However, due to the affinity binding principle, the job often needs to wait for a long time in the above allocation process, and the execution efficiency of the job is seriously affected.

Disclosure of Invention

In view of the foregoing, it is desirable to provide a method, an apparatus, a computer device and a readable storage medium for job processing.

In a first aspect, a method for processing a job is provided, the method comprising:

when a preset processing condition is met, determining a first node matched with a target job in each node according to the job attribute of the target job contained in a target task, wherein the job attribute comprises the target number of arithmetic units required by executing the target job;

and executing the target operation contained in the target task through the first node and a second node where the operation unit executing the target task is located.

As an optional implementation manner, the determining, in each node, a first node matching a target job according to a job attribute of the target job included in the target task includes:

and for each node in the nodes, if the number of idle operation units in the node is greater than or equal to the target number, determining the node as a first node.

As an optional implementation, the method further comprises:

acquiring the idle time of an idle operation unit in each node;

and if the task which is to be executed and comprises a plurality of jobs exists in the detachable task list and the idle time length which is greater than or equal to the preset time length threshold exists in the idle time length of each idle operation unit, determining that the preset processing condition is met.

As an optional implementation manner, before determining, in each node, a first node matching a target job according to a job attribute of the target job included in a target task when a preset processing condition is satisfied, the method further includes:

acquiring a target task to be executed, and determining all dimension information of the target task and the target number of arithmetic units required for executing the target task;

if the ratio of the product of the dimension information to the target number is greater than 1, adding the target task into a detachable task list;

and modifying the affinity mask of the target task according to a preset affinity mask modification rule.

As an optional implementation manner, before the target job included in the target task is executed by the first node and the second node where the operation unit executing the target task is located, the method further includes:

and in the use mask of the target task, setting the position corresponding to the first node as 1.

and if the bits corresponding to the first node and the second node in the affinity mask and the use mask of the target task are both 1, executing the target task contained in the target task through the first node and the second node where the operation unit executing the target task is located.

As an optional implementation, the affinity mask of the target job is the same as the affinity mask of the target task, and the usage mask of the target job is the same as the usage mask of the target task.

In a second aspect, there is provided an apparatus for job processing, the apparatus comprising:

the system comprises a first determining module, a first judging module and a second determining module, wherein the first determining module is used for determining a first node matched with a target job in each node according to the job attribute of the target job contained in a target task when a preset processing condition is met, and the job attribute comprises the target number of arithmetic units required by executing the target job;

and the execution module is used for executing the target operation contained in the target task through the first node and a second node where the operation unit for executing the target task is located.
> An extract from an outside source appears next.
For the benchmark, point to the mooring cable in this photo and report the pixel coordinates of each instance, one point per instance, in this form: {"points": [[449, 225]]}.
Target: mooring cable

In a third aspect, a computer device is provided, comprising a memory and a processor, the memory having stored thereon a computer program operable on the processor, the processor implementing the steps of the method of any one of the first aspect when executing the computer program.
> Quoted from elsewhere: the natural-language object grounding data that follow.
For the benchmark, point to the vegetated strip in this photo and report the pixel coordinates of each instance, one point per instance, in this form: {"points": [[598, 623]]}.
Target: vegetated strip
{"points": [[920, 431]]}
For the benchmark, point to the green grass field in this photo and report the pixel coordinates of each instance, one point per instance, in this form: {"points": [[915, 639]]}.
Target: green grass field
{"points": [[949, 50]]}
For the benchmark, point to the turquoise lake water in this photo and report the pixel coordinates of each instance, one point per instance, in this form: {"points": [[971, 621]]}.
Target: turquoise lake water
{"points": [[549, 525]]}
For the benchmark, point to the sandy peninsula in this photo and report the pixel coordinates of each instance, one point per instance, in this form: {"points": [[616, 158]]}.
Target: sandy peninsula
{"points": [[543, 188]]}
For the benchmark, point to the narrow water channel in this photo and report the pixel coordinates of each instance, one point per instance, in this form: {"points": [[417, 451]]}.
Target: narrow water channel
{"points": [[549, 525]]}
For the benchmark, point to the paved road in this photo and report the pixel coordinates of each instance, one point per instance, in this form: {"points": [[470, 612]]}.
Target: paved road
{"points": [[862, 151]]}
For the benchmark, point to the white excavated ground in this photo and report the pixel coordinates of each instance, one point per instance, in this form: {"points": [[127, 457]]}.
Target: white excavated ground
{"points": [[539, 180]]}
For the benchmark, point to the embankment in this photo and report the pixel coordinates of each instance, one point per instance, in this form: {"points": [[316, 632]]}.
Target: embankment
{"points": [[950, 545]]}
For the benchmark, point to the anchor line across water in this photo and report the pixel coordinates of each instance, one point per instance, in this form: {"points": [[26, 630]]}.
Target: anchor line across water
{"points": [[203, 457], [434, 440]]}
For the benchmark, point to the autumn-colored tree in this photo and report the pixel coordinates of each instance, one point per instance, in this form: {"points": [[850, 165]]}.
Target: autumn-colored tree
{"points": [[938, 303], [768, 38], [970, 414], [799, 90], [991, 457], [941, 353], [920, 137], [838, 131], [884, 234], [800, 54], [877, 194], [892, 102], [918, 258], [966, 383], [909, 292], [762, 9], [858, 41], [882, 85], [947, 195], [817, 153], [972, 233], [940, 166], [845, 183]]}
In a fourth aspect, a computer-readable storage medium is provided, having stored thereon a computer program which, when being executed by a processor, carries out the steps of the method of any one of the first aspects.
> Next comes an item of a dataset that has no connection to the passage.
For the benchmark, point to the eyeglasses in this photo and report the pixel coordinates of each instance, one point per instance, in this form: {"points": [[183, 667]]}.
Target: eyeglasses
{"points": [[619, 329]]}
The embodiment of the application provides a method and a device for processing jobs, computer equipment and a readable storage medium. And when the preset processing condition is met, the CPU determines a first node matched with the target job in each node according to the job attribute of the target job contained in the target task. Wherein the job attribute includes a target number of arithmetic units required to execute the target job. Then, the CPU executes the target job included in the target task through the first node and the second node where the arithmetic unit executing the target task is located. In this way, when the target job needs to wait for a long time to be executed by the operation unit waiting for execution of the target job, the CPU can execute the target job through the first node and the second node together, thereby reducing the waiting time of the target job and improving the execution efficiency of the target job.

Drawings

FIG. 1 is a schematic diagram of an intelligent processor provided in an embodiment of the present application;

fig. 2 is a flowchart illustrating a method for job splitting and affinity mask modification according to an embodiment of the present disclosure;

FIG. 3 is a flowchart illustrating a method for processing jobs according to an embodiment of the present application;

fig. 4 is a schematic flowchart of a method for determining processing conditions according to an embodiment of the present disclosure;

fig. 5 is a schematic structural diagram of an apparatus for processing a job according to an embodiment of the present application;

fig. 6 is a schematic structural diagram of a computer device according to an embodiment of the present application.

Detailed Description

The technical solutions in the embodiments of the present disclosure will be described clearly and completely with reference to the accompanying drawings in the embodiments of the present disclosure, and it is obvious that the described embodiments are some, not all embodiments of the present disclosure. All other embodiments, which can be derived by one skilled in the art from the embodiments disclosed herein without making any creative effort, shall fall within the scope of protection of the present disclosure.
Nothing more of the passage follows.